REVIEW: Peter James’ Dead Simple – Theatre Royal, Glasgow
There’s something satisfying about a good old theatrical thriller that drags you to the edge of your seat and keeps you there until the curtain falls. And that’s what Shaun McKenna achieves in his second adaptation of a Peter James crime novel: following on the heels of last year’s audience pleaser A Perfect Murder this time it’s Dead Simple.
Beginning with a stag night prank gone horribly wrong, property developer Michael Harris finds himself buried six feet under in a remote forest, the only people who know his whereabouts, dead in a car crash. What follows are dodgy dealings, a trawler full of red herrings and a plot that leads you up more garden paths than the Chelsea Flower Show.
The cast of well-known TV faces on the whole serve up solid performances, stand out among them Josh Brown’s well-measured turn as Davey a young man with learning difficulties and an obsession for US TV cop shows, a young man whose tenuous link to reality could mean life or death for Harris, and Gray O’Brien as our slightly less than by-the-book hero Det. Supt. Roy Grace.
Michael Taylor’s multi-level set design, Mark Howett’s lighting and Martin Hodgson’s sound design give the production a televisual feel and serve to crank up the suspense.

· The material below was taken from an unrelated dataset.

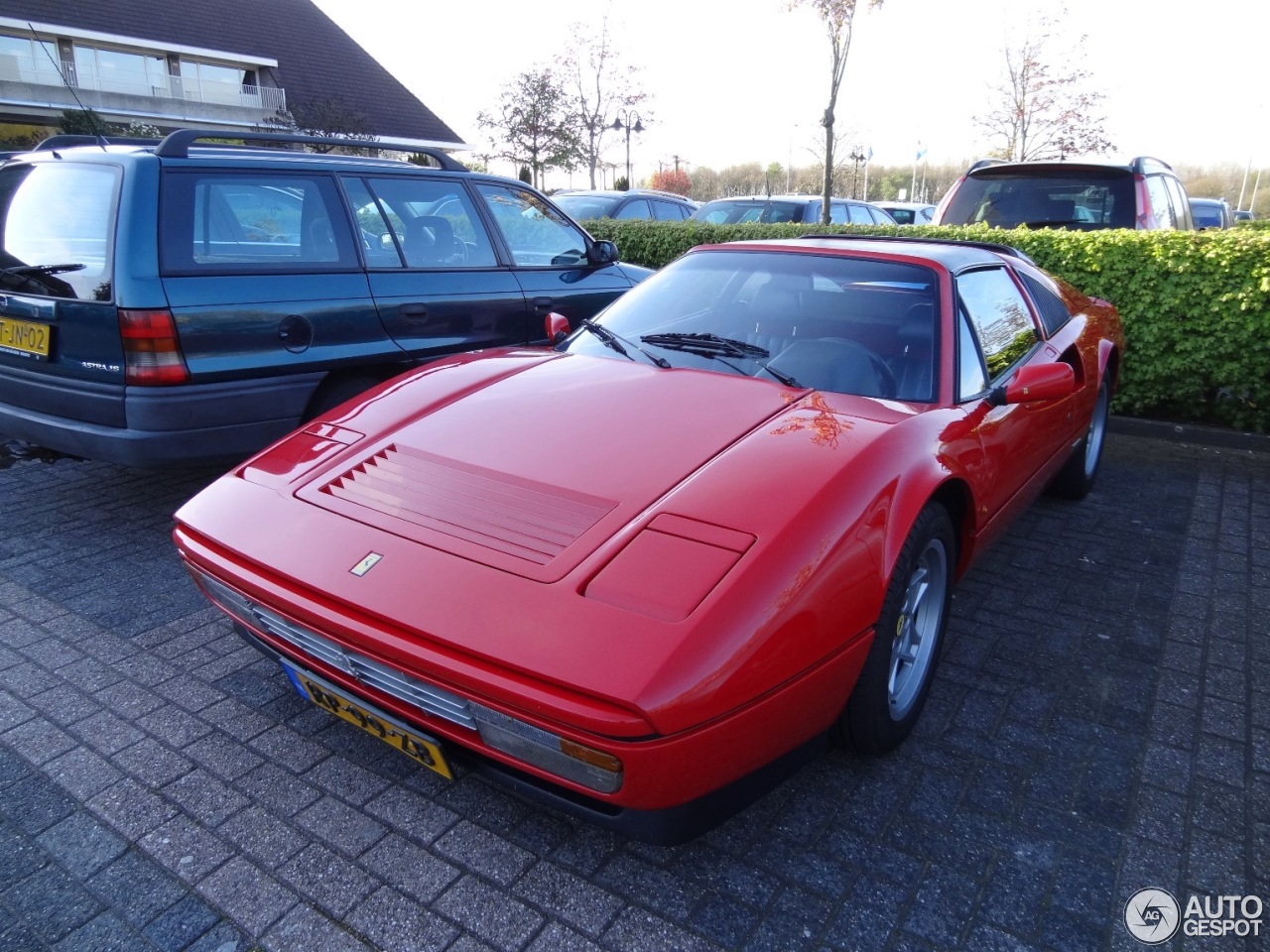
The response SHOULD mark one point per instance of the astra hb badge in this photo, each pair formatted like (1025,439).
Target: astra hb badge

Whilst it’s undeniably entertaining and thoroughly engaging, the plot tests the bounds of credibility: no sooner has one suspect been exposed than another looms centre-stage, it also doesn’t stand up to more than the briefest surface scrutiny. The characterisations too, are bordering on two-dimensional and the dialogue is simplistic and at times a tad clunky. However, for all its faults it still serves up a shed-load of surprises and manages to hugely entertain. A theatrical thrill ride that’s well worth watching.